Chapter 8.2, Problem 22GP

To determine

The solution of the equation $5m+4-7m=10$ , and check the solution.

Answer to Problem 22GP

  $m=-3$

Explanation of Solution

Given:

The equation, $5m+4-7m=10$ .

Concept Used:

• To get rid of a number in addition from one side, subtract the same number from both sides of equal sign.
• To get rid of a number in subtraction from one side, add the same number both sides of equal sign.
• To get rid of a number in multiplication from one side, divide the same number from both sides of equal sign.
• To get rid of a number in division from one side, multiply the same number both sides of equal sign.

Rules of Addition/ Subtraction:

• Two numbers with similar sign always get added and the resulting number will carry the similar sign.
• Two numbers with opposite signs always get subtracted and the resulting number will carry the sign of larger number.

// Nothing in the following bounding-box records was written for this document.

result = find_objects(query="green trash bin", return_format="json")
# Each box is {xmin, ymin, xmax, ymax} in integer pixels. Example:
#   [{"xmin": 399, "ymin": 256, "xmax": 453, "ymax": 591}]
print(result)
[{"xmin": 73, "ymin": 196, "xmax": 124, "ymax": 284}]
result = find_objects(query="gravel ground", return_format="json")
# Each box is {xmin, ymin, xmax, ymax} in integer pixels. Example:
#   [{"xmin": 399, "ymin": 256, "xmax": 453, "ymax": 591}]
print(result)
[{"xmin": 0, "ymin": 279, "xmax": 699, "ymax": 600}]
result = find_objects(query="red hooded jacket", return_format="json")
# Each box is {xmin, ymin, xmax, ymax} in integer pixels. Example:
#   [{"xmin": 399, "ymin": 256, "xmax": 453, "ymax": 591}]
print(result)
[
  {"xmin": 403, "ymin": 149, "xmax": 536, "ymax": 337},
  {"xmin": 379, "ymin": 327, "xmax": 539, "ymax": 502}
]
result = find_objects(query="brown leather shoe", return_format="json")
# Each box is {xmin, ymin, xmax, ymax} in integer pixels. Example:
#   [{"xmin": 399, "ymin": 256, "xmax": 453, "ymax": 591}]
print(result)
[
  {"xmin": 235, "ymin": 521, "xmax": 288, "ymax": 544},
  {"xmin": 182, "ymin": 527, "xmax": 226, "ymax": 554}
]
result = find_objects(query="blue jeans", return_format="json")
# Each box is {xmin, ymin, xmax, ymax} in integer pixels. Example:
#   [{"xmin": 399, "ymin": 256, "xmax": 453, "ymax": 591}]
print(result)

Rules of Multiplication/ Division:

• The product/quotient of two similar sign numbers is always positive.
• The product/quotient of two numbers with opposite signs is always negative.

Calculation:

In order to solve the given equation $5m+4-7m=10$ for the unknown variable, isolate the variable term m on one side by performing some basic algebraic operations to get rid of the other numbers and terms associated with it.

Here to isolate m on left side, first combining both the m terms and then subtract 4 from both sides and then divide both sides by -2 and then simplify further as shown below,

  $\begin{array}{l}5m+4-7m=10\\ -2m+4=10\\ -2m+4-4=10-4\\ -2m=6\\ \frac{-2m}{-2}=\frac{6}{-2}\\ m=-3\end{array}$

Thus, the solution of the given equation is $m=-3$ .

Now, to check the solution, substitute $m=-3$ in the given equation and check whether the values on both sides of equal sign is same or no. So, it gives

  $\begin{array}{l}5m+4-7m=10\\ 5\left(-3\right)+4-7\left(-3\right)=10\\ -15+4+21=10\\ 10=10\text{True Statement}\end{array}$

Since, the left hand side and right hand side are equal, so the solution is correct.